Congress, meanwhile, has summoned Dayan to its hearings, but he could not be located.

De Lima, Bucayu, Villasanta and Sanchez remain in the country.

Witnesses in the House of Representa­tives inquiry earlier accused De Lima, Bucayu and Baraan of receiving millions in drug money from high-profile inmates in the NBP.

Sanchez was tagged as De Lima’s bagman, but he denied the allegation and instead bolstered allegation­s that the lady senator had an affair with Dayan, her former driver-bodyguard, when she was still DOJ chief.

Villasanta allegedly attempted to accompany Bucayu when the latter asked former police Criminal Investigat­ion and Detection Group chief Benjamin Magalong to drop the raid at the NBP in 2014.

It was De Lima herself who formulated the rules on the ILBO when she was still DOJ secretary.

The ILBO was crafted in lieu of the DOJ’s power to issue a watch list order and hold departure order on personalit­ies facing fact-finding or preliminar­y investigat­ion on criminal charges, as the Supreme Court stopped these in 2011 upon a petition from former president Gloria Macapagal-Arroyo.

De Lima irked

Meanwhile, De Lima hit the ILBO issuance against her, vowing to question it before the courts.

“There is still no basis for a lookout bulletin against me,” the senator asserted, saying the DOJ has not filed a case against her with the Office of the Ombudsman despite the ongoing hearings in the House of Representa­tives.

“I don’t think a lookout bulletin can be justified using a kangaroo court’s persecutio­n of a sitting senator,” De Lima said. “I will take the necessary legal action against this latest assault on my person by my successor at the DOJ.”

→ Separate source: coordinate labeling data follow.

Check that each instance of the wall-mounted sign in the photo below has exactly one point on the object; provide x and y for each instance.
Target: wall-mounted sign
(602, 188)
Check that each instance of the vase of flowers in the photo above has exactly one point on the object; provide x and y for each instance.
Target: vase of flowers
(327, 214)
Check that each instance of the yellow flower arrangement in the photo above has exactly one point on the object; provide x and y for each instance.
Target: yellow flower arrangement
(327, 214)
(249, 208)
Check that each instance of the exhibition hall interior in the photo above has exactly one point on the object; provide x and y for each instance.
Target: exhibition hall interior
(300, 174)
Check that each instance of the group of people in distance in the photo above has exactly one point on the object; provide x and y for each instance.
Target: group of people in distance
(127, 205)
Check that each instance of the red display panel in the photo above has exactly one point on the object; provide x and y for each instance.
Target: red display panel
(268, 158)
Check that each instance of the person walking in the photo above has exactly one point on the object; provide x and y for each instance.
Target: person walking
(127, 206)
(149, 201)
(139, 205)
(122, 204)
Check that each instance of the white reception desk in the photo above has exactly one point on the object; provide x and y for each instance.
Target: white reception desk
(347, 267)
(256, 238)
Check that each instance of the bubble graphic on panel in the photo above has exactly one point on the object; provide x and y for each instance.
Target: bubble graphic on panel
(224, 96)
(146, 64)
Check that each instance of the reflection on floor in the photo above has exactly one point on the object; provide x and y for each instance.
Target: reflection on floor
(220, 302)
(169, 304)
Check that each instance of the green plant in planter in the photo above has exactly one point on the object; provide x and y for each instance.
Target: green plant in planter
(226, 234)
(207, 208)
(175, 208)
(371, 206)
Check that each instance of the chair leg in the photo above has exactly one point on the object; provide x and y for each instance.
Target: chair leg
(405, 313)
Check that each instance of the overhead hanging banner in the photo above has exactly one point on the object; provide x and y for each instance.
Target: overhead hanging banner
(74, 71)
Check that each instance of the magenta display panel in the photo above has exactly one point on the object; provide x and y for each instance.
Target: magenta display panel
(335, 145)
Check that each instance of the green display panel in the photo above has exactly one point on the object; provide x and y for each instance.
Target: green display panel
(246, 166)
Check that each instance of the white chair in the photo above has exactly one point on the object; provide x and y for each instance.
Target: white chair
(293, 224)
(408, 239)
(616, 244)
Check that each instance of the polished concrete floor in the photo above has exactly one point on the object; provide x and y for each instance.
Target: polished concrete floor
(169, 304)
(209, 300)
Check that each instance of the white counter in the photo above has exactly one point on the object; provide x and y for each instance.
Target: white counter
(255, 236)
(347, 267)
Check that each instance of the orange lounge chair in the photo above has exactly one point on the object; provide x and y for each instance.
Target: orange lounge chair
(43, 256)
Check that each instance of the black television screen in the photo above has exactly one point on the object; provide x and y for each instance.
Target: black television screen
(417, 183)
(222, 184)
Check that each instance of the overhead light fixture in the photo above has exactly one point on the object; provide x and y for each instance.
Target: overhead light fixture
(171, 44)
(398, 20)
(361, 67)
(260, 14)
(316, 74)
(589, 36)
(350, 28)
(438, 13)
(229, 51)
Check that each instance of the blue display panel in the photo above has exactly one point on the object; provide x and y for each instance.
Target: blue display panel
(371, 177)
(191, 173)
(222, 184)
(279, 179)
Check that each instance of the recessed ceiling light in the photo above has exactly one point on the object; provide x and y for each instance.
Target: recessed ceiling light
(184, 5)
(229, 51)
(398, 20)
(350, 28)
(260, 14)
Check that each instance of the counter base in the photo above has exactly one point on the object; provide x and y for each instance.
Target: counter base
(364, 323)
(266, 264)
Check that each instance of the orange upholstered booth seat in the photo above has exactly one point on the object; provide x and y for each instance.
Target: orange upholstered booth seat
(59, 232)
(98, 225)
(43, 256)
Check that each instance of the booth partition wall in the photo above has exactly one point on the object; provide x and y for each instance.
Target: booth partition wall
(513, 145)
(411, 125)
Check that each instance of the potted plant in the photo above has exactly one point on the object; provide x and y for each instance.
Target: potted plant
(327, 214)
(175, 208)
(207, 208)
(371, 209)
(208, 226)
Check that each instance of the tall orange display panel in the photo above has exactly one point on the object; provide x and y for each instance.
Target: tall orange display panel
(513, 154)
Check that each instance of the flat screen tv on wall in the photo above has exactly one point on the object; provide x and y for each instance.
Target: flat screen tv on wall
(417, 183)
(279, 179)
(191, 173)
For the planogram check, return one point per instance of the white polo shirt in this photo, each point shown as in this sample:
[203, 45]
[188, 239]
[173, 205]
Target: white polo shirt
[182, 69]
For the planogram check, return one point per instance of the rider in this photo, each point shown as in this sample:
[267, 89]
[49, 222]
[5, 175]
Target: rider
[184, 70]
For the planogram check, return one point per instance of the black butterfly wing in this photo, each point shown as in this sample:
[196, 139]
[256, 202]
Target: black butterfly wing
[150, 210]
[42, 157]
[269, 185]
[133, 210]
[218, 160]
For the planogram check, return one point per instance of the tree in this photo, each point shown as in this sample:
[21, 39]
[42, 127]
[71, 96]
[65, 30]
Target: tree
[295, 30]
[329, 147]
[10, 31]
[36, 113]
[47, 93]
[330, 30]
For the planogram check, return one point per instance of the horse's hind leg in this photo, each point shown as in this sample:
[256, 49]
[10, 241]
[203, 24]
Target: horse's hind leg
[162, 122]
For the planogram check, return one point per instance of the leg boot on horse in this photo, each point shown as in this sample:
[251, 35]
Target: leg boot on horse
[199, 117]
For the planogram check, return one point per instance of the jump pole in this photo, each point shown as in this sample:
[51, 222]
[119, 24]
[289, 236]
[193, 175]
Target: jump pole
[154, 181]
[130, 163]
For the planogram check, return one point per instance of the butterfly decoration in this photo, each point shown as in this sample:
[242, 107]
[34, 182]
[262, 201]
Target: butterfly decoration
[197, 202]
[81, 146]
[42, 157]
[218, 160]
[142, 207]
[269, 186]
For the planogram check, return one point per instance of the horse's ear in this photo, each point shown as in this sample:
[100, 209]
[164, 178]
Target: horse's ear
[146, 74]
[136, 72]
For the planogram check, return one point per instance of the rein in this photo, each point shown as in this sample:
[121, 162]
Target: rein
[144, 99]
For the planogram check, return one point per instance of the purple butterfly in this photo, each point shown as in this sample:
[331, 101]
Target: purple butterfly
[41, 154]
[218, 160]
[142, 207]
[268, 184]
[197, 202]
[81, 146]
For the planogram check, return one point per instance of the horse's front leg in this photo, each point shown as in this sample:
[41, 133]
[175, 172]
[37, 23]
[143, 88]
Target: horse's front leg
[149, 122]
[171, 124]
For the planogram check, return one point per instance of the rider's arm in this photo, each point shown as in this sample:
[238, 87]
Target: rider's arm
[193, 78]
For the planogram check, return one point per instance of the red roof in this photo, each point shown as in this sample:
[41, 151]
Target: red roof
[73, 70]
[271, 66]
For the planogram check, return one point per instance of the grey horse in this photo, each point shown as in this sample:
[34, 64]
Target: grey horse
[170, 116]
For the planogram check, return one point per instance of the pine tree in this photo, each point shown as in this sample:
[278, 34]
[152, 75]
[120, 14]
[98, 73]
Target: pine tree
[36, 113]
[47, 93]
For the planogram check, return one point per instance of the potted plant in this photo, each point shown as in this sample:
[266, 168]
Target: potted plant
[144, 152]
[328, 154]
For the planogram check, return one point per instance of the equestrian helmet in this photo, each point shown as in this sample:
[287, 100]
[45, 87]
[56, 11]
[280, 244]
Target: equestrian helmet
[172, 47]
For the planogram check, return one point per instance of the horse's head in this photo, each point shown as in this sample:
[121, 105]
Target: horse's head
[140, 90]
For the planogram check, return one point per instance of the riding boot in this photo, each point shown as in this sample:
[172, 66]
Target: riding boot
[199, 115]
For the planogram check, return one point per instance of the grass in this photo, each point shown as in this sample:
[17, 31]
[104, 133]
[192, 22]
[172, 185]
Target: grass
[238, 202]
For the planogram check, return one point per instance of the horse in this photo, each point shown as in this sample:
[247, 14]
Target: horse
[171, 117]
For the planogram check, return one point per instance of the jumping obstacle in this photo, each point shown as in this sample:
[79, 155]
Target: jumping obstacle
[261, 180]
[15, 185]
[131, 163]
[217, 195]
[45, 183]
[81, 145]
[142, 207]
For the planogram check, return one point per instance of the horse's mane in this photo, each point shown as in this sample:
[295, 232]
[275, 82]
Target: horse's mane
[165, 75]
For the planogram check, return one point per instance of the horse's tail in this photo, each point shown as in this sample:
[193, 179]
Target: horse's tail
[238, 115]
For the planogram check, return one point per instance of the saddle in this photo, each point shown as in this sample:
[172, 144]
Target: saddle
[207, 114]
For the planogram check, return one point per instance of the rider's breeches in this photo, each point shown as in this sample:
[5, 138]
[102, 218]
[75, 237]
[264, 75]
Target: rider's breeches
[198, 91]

Calling the lookout bulletin pointless, De Lima said she has no intention of leaving the country, unless it would be for some “engagement or what.”

“They should not waste their time because I have no plans of leaving the country to escape the crisis,” she said. “If I leave the country, it would be because of a good reason, maybe, if I am invited to a speaking engagement. I’m innocent; only the guilty flees.”